Some of the 50 movies filmed in Mescal include The Buffalo Soldiers, Maverick [opening hanging scene], The Outlaw Josey Wales, The Life and Times of Judge Roy Bean and even a horror flick called Ghost Town. The most famous TV series are The Young Riders and Little House on the Prairie. Movie stars who have performed here include Frank Sinatra, Steve McQueen, Paul Newman, Danny Glover, Russell Crowe, Kurt Russell and Leonardo DiCaprio, just to name a few. The last movie filmed at Mescal was Hot Bath an' a Stiff Drink [2014].
Walking Tour
Mescal is not a museum, nor is it open to the public on a daily basis. The movie set only opens on some weekends from February through April. It is best to check with the Old Tucson Studios [520-883-0100] for available dates. The caretaker of Mescal, Frank Brown, is a historian, actor, sheriff and tour guide, accompanied by his black cat, Samantha. Frank conducts a one-hour walking tour, pointing out which buildings were used in what movies and shares delightful stories about the actors. The tour costs $10.00 (USD). Over the past twenty plus years, Frank has also appeared as an extra in several western movies. As for the gun on his hip, it appears to be real!

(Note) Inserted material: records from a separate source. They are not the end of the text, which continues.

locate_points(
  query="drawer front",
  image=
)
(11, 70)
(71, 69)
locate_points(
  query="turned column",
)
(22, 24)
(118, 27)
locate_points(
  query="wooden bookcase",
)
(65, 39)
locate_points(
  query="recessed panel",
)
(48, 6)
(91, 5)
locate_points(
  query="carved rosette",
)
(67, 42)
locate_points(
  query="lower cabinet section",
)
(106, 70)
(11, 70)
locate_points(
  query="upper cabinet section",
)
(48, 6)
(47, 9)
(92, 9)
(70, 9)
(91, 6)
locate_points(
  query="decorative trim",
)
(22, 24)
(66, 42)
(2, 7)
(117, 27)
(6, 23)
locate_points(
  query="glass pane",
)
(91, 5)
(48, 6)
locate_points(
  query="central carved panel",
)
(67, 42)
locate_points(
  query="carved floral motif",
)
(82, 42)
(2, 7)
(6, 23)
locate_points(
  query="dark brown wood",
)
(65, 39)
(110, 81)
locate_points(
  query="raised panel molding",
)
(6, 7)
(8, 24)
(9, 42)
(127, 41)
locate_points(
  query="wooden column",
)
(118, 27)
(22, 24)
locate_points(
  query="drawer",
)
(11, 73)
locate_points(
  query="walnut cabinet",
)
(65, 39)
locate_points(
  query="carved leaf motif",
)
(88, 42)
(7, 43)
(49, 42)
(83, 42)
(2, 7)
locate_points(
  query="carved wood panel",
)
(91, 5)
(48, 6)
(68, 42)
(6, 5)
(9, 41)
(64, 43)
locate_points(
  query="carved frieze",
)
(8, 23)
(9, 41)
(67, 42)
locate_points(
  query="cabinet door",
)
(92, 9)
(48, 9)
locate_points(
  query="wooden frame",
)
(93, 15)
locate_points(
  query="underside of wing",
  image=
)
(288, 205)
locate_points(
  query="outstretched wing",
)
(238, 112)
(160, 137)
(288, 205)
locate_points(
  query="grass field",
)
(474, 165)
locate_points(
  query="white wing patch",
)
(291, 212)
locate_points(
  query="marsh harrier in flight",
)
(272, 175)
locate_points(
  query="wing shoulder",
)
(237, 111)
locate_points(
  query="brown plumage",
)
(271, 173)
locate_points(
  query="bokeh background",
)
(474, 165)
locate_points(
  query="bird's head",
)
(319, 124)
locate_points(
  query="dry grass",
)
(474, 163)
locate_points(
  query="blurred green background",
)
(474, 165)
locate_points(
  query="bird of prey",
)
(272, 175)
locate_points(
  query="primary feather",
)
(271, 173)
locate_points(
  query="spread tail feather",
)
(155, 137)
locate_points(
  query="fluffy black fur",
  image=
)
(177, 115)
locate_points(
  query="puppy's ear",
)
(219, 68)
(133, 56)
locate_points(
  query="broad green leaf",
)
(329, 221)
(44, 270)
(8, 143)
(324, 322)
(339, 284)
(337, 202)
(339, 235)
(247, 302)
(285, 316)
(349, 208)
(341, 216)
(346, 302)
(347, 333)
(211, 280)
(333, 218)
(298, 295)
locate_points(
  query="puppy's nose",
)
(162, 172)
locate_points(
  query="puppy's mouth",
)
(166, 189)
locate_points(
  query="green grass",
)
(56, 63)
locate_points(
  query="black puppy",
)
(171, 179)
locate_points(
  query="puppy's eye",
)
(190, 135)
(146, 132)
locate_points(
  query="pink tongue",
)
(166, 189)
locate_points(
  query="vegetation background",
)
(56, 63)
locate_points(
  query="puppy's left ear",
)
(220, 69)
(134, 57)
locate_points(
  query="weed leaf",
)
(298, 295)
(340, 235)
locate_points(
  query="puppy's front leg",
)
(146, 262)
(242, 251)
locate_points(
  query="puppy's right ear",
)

Mescal was not built as a permanent structure and, as a result, cannot be listed on the National Register of Historic Places. Many of the buildings are unsafe to walk through, the wooden sidewalks are full of holes, there is no electricity or bathroom facilities and cattle are allowed to walk around the town leaving their droppings. Mescal is deteriorating and in need of a facelift. Of course, if you are a movie buff, none of these inconveniences really matter. It is just fun to walk in the footsteps of these famous actors and escape into a fantasy world of the Old West.